Just few days ago I met with a professor in Milan who told me about his work on creating a language to access genomes to study, through data mining, their meaning. This is becoming possibile because more and more genomes are being sequentialised (the Broad Institute in Cambridge, Massachusetts, has stated that in October 2014 they have sequenced the equivalent of one genome every 32 minutes which translated into 200 TB of data).
A single genome does not require that much storage space, about 1 GB by compressing the information. It is only when you need to study it that it grows in size reaching 100GB. Of course when you are interested in finding differences and similarities to extract meaning you are talking about millions of genome and then the storage size (as well as the processing capacity) skyrockets.
Here comes Google Genomics, a cloud service that for as little as 25$ a year would let me store my genome (unfortunately I do not have my genome sequenced yet, but in a few years why not?) forever (that is as long as I pay the yearly fee but I guess this fee may come down and eventually might be 0).
Google provides researchers with an immense storage and processing capacity. Finding a connection among genomes is a processing intensive task that would require a very good computer about ten minutes. By having the processing done by Google engines you have 10,000 cores doing the search in parallel so that a new connection is found in about two seconds (look at the video).
Google Genomics started just 18 months ago, in 2013, and provides researchers with API to access data and perform searches as Google searches the web every day.
The US National Cancer Institute is planning to move its 2.6 PB of data containing the genomes of thousands of cancer patients into the cloud, using the ones of Google and Amazon at a cost of about 19M$.
Moving the genomes into the Cloud provides opportunities to start ups to create special browsers that help researchers to search and analyse genomes. Companies like Tute Genomics, Seven Bridges and NextCode Health are taking for good the message of Google: you can build your company in our Cloud!
Now, I really think this is amazing: information begets information, and a lot of information creates business opportunities.

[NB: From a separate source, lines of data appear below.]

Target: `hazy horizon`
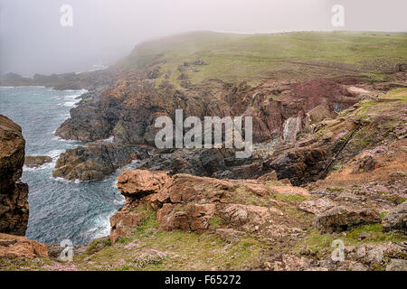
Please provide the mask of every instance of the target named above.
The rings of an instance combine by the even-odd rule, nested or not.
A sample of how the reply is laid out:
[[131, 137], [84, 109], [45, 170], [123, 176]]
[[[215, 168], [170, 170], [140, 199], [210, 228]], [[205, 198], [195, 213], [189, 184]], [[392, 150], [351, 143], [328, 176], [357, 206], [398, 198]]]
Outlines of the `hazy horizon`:
[[[61, 25], [63, 5], [73, 8], [72, 26]], [[343, 27], [331, 23], [334, 5], [345, 8]], [[0, 0], [0, 73], [80, 72], [137, 43], [194, 31], [406, 32], [406, 10], [402, 0]]]

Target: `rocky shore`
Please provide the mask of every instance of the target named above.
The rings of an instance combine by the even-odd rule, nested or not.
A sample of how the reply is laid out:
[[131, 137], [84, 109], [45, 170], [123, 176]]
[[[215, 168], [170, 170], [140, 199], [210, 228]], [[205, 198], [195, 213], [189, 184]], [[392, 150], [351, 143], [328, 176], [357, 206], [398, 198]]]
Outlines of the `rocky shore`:
[[[380, 67], [345, 64], [354, 61], [352, 51], [344, 63], [287, 61], [258, 71], [261, 78], [241, 79], [239, 70], [232, 79], [207, 70], [219, 60], [202, 51], [188, 60], [166, 51], [151, 56], [149, 45], [169, 49], [158, 44], [137, 47], [108, 72], [43, 79], [90, 90], [55, 133], [87, 144], [60, 155], [54, 177], [99, 181], [138, 160], [137, 170], [118, 177], [126, 204], [110, 218], [109, 236], [76, 247], [65, 264], [56, 245], [45, 250], [0, 234], [0, 256], [49, 270], [407, 270], [402, 57]], [[185, 117], [252, 117], [252, 156], [236, 159], [234, 149], [224, 148], [151, 148], [155, 119], [174, 119], [175, 109]], [[28, 186], [19, 182], [21, 128], [0, 118], [0, 233], [23, 236]], [[27, 157], [25, 163], [47, 161]], [[343, 258], [332, 257], [335, 244]], [[35, 265], [15, 261], [39, 256]]]
[[28, 223], [28, 185], [20, 181], [25, 140], [21, 127], [0, 116], [0, 233], [24, 236]]

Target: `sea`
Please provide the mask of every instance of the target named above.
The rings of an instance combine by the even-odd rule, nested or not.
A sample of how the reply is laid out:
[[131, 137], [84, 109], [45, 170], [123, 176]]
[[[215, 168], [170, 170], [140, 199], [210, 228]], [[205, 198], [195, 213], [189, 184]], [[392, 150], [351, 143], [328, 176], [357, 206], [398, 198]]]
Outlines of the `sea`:
[[[59, 155], [84, 143], [54, 135], [70, 117], [70, 109], [86, 90], [55, 90], [44, 87], [0, 87], [0, 114], [22, 126], [25, 155], [49, 155], [52, 163], [24, 167], [29, 185], [30, 216], [26, 237], [45, 244], [69, 239], [74, 246], [108, 236], [109, 218], [125, 204], [116, 188], [121, 169], [100, 182], [68, 182], [52, 177]], [[110, 139], [106, 140], [111, 141]], [[137, 166], [131, 163], [128, 168]]]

Everything is fine then. Well, here I start to have some concerns... It will become so easy to access the code of "lives" (yes, in the plural) and so easy to manipulate it that as we are today confronted with million of apps tomorrow, may be in two decades, we might find ourselves confronted with a variety of life forms that will be artificially created (not taking into account someone cloning a person that has already gone in terms of atoms). The code of life is, in a way, like a programming code, but differently from a programming code, just by looking at it you cannot really foresee what is going to happen once it starts processing, what its phenotype will look like.
And this might lead to problems we have never seen (nor imagined) before.